# Profinet 2 Master auf einen Slave



## Krumnix (23 Oktober 2017)

Hallo.

Habe hier 2 Mastersteuerungen, welche gleichzeitig über Profinet auf ein Slave zugreifen sollen.

Die Master sind unterschiedliche Steuerungen (Siemens, Beckhoff, Fanuc, etc).
Der Slave ist jeweils von Siemens (ET200) und Balluff (IO-Link).

Ist sowas grundsätzlich möglich oder gibt es "Verteiler", welche die Daten vom Slave sammeln und als eigenständiger Slave an mehrere Master verteilen?


----------



## ChristophD (23 Oktober 2017)

Hi,

sollte grundsätzlich möglich sein wenn das IO-Device die Funktion "Shared Device" unterstüzt.

Gruß
Christoph


----------



## Krumnix (23 Oktober 2017)

Und wenn ich ein Slave habe, welcher das nicht unterstützt? Gibt es einen "Slaveswitch", der 2 unterschiedliche Master versorgt und ein Slave oder ein Slave-Netzwerk ausliest?

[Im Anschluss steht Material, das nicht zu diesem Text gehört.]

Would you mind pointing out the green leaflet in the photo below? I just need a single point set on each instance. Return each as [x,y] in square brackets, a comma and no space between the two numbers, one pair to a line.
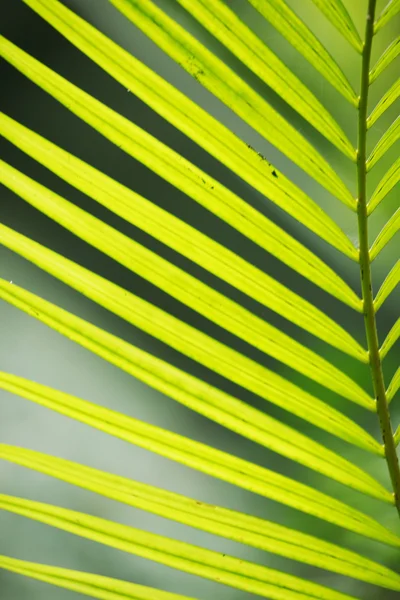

Z.B. habe ich 2 Steuerungen und 30 Slave. Davon hat jede Steuerung seine eigenen, also ca. 10 pro Steuerung. Die restlichen Slaves sollen von beiden Systemen verarbeitet werden.
Wobei aktuell nur ein System Schreiben darf, das 2. "darf" erstmal nur lesen.
Das 3. Netzwerk von 10 Slave-Teilnehmer soll an einen Switch, der 2 getrennte Anschlüsse für die Master hat (um ggf. auch die Netze zu trennen) und als Master für die unteren 10
Slaves agieren und diese verarbeiten, bzw. die Daten von und zu den Steuerungsmaster abarbeiten.


----------



## smoe (23 Oktober 2017)

S7/1200 kann PN Contoller und gleichzeitig shared device sein. Mit einer Schnittstelle aber nur im selben Netzwerk. Wenn du die Netzwerke unbeding trennen willst (warum eigentlich?) dann brauchst was mit zwei PN Schnittstellen eine muss Contoller können die andere shared device. (S7/1500 mit CP nehme ich mal an)


----------



## Fabpicard (23 Oktober 2017)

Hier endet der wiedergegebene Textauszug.